Out of all the titles in the original Educore list, I was particularly looking forward to one: Learning All The Time, by John Holt. This book simply exuded accessibility, which I correctly anticipated would be in short supply. I wasn't disappointed. Short, colorful, and to the point - Learning All The Time was engaging, informative, and a welcome reprieve amidst the heavier reading.
Holt analyzes education primarily from the learner's perspective rather than the teacher's, which seems sensible. He takes for his premise children's natural curiosity about things and seeks to find ways to encourage this interest and give it places to go. This approach tends to shy away from memorization and other such didactic forms of teaching, favoring instead more organic methods, in the Socratic style. "In short, all the [...] facts that children are now given, and then asked to memorize, they could discover and write down for themselves. The advantage of the latter is that our minds are much more powerful when discovering than memorizing, not least of all because discovering is more fun." (-Chapter 2, At Home With Numbers, emphasis in original)
Sometimes we fall under the impression that we are teaching the wrong way, when in actuality we are simply teaching too much. Holt observes: "We have a tendency, when a child asks us a question, to answer far too much. 'Aha,' we think, 'now I have an opportunity to do some teaching,' and so we deliver a fifteen-minute thesis for an answer." He follows with an anecdote: "I heard a [...] story about a child who asked her mother some question and the mother was busy or distracted, or perhaps didn't feel she knew enough, and said, 'Why don't you ask your father?' The child replied, 'Well, I don't want to know that much about it.'" (-Chapter 5, What Parents Can Do)
This is certainly not a book about "classical education," and one could argue that Holt gives kids too much credit.
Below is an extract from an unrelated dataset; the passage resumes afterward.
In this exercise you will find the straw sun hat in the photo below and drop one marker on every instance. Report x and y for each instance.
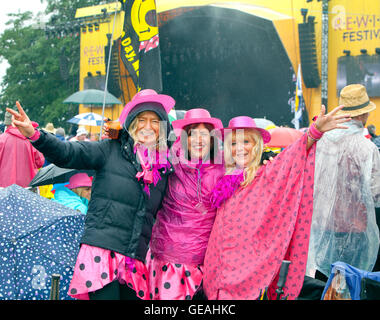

Either way, the ideas presented are worthy of thought. There is much to be said for discipline, but sometimes in our zeal for discipline we forget that the real goal is self-discipline, which is a jolly sight harder.
I found myself agreeing with Holt more often than not, and was pleased to find some corroboration regarding my views on spelling: "The best way to spell better is to read a lot and write a lot. This will fill your eye with the look of words and your fingers with the feel of them... In all my work as a teacher, nothing I ever did to help bad spellers was as effective as not doing anything, except telling them to stop worrying about it, and to get on with their reading and writing." (-Chapter 1, Reading and Writing, emphasis in original)
This book was published posthumously, but still contains the contagious enthusiasm of a man who loved kids and loved helping them learn stuff. For anyone interested in training children, homeschoolers in particular, this is 3/8" of shelf space well spent.